Your argument requires parents to be really dumb. While the lack of sleep definitely reduces mental facilities, people are aware the freebies are not an endorsement.
Warren DeMontague
(80,708 posts)Eliminating free formula samples from L/D rooms does not merit the moniker "Gestapo".
Crunchy Frog
(26,647 posts)emilyg
(22,742 posts)GreenPartyVoter
(72,381 posts)My first son couldn't breastfeed. I tried for weeks, even employing external gadgets to assist with it. I expressed milk for him until at 6 weeks I dried up. The truth is we were not well off financially at the time and it was helpful to us that not only the hospital gave us free formula, but so did the visiting nurse. She snuck us a couple of cases in each visit while we waited for WIC to kick in.
Would I have rather breastfed him? Of course! Did I realize the stress we were adding to the environment by using bottles and liners and formula? Yes. But in the end I had a baby who needed sustenance, so formula and bottles were what we had to do. I still managed to bond with him anyway, and as far as I can tell he suffered no ill effects from the experience.
riderinthestorm
(23,272 posts)More diapers, diaper rash creme, baby changing pads, nursery toys, baby shampoo, pedialyte... virtually anything is fair game to be included. Why MUST hospitals provide formula? Why not other equally useful "swag"? (or none at all since parents are fully capable of making their own decisions?)
Fact is, the science really does indicate that breastfeeding is best. But even if you don't want to "go there", there's nothing that says formula has to be one of the items.
Using "gestapo" in this context is really overboard as well imho.
dionysus
(26,467 posts)janx
(24,128 posts)ZombieHorde
(29,047 posts)"Gestapo" is not really fair. I don't think hardcore breastfeeding advocates should be compared to Nazis, unless of course, they start suggesting formula moms be rounded up.
Zax2me
(2,515 posts)Who pays?!
My mom and dad should could have used this raising us.

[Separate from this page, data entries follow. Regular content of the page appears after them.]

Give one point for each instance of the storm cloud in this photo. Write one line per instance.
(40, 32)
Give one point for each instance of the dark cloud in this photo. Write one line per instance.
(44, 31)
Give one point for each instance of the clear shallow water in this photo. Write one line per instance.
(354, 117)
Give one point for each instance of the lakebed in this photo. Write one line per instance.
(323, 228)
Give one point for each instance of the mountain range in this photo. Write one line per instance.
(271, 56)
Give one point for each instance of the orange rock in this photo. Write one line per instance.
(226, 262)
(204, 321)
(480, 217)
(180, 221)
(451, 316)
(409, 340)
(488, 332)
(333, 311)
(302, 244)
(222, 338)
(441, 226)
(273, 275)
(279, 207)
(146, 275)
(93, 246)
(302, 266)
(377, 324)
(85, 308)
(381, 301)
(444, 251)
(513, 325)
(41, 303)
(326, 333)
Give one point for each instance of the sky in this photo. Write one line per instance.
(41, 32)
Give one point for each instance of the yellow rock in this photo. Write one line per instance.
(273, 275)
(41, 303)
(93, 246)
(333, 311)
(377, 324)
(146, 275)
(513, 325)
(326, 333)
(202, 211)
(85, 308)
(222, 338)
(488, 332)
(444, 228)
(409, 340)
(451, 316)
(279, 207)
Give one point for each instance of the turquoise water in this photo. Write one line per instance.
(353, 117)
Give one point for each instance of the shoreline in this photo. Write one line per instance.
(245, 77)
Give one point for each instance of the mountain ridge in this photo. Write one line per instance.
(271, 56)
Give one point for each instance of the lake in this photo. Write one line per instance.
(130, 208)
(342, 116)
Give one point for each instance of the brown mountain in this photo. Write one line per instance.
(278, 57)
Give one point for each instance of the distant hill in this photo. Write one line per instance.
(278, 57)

Guess we were late - or early - for the hand outs.
madinmaryland
(64,933 posts)Fawke Em
(11,366 posts)WTF are mesh panties?
gkhouston
(21,642 posts)I'm old enough to remember the days before pads with sticky backs, so I just used safety pins.
2ndAmForComputers
(3,527 posts)ejpoeta
(8,933 posts)sometimes I couldn't express enough and my husband would give our daughter a bottle of enfamil when I just had to get out of the house for a break. I loved it. I think they should not ban them, though Ithink they have all but done that here already. Not sure but I think they have. I support a woman's right to choose. When I had my oldest I tried to breastfeed but didn't do a good job and ended up having to bottle feed her. I would have had to anyway because I was working and am pretty sure my job wouldn't have been happy to have me take time out of my day to express milk.

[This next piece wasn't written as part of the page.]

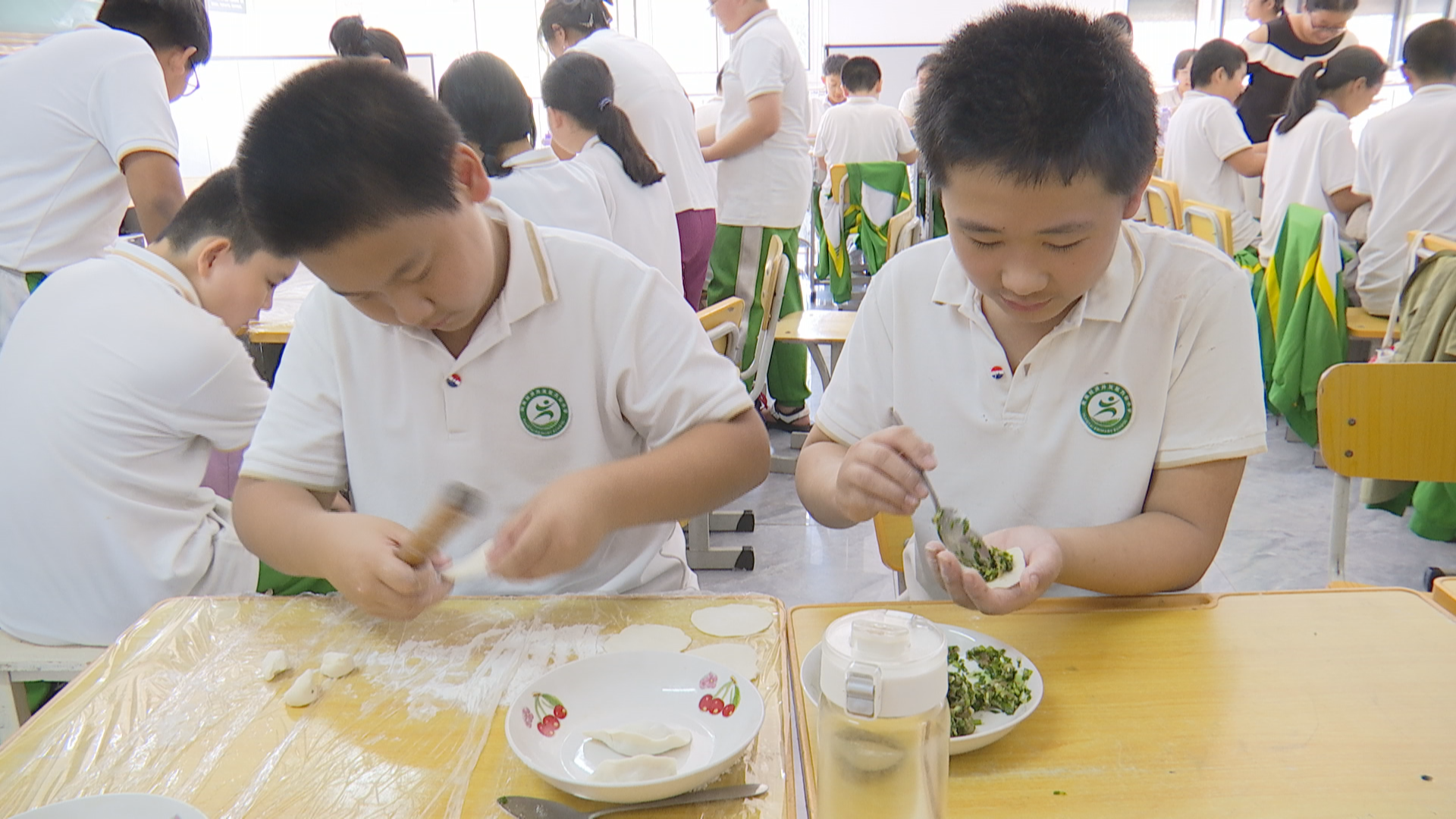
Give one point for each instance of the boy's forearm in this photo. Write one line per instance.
(275, 521)
(698, 471)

When I had my second child I breastfed partially for financial reasons and because I wanted to. Had better help and succeeded. Breastfed my third child also. But that was a choice I made. I resent another way for women to be looked down upon. Breastfeeding isn't easy. I spent a lot of time separated from everyone while feeding my kids. I was the only one I knew who was breastfeeding. It was painful at times. Once they started biting that was the end of breastfeeding. I have a scar from my middle child.
I don't agree with bullying. Or making a woman feel she has no choice. I have known women who insisted on breastfeeding even though their kid wasn't getting the nutrition they needed. That can be dangerous to the kid. Not everyone can do it. Be it their need to work or their body not being able to. And not everyone wants to. This should not be another way to make women feel like they are less than they are in a sea of ways to make women feel bad about themselves.
If they want to breastfeed, then a bag with samples isn't going to change that. Let's just let women make that choice for themselves. Why do people think we are not capable of doing that?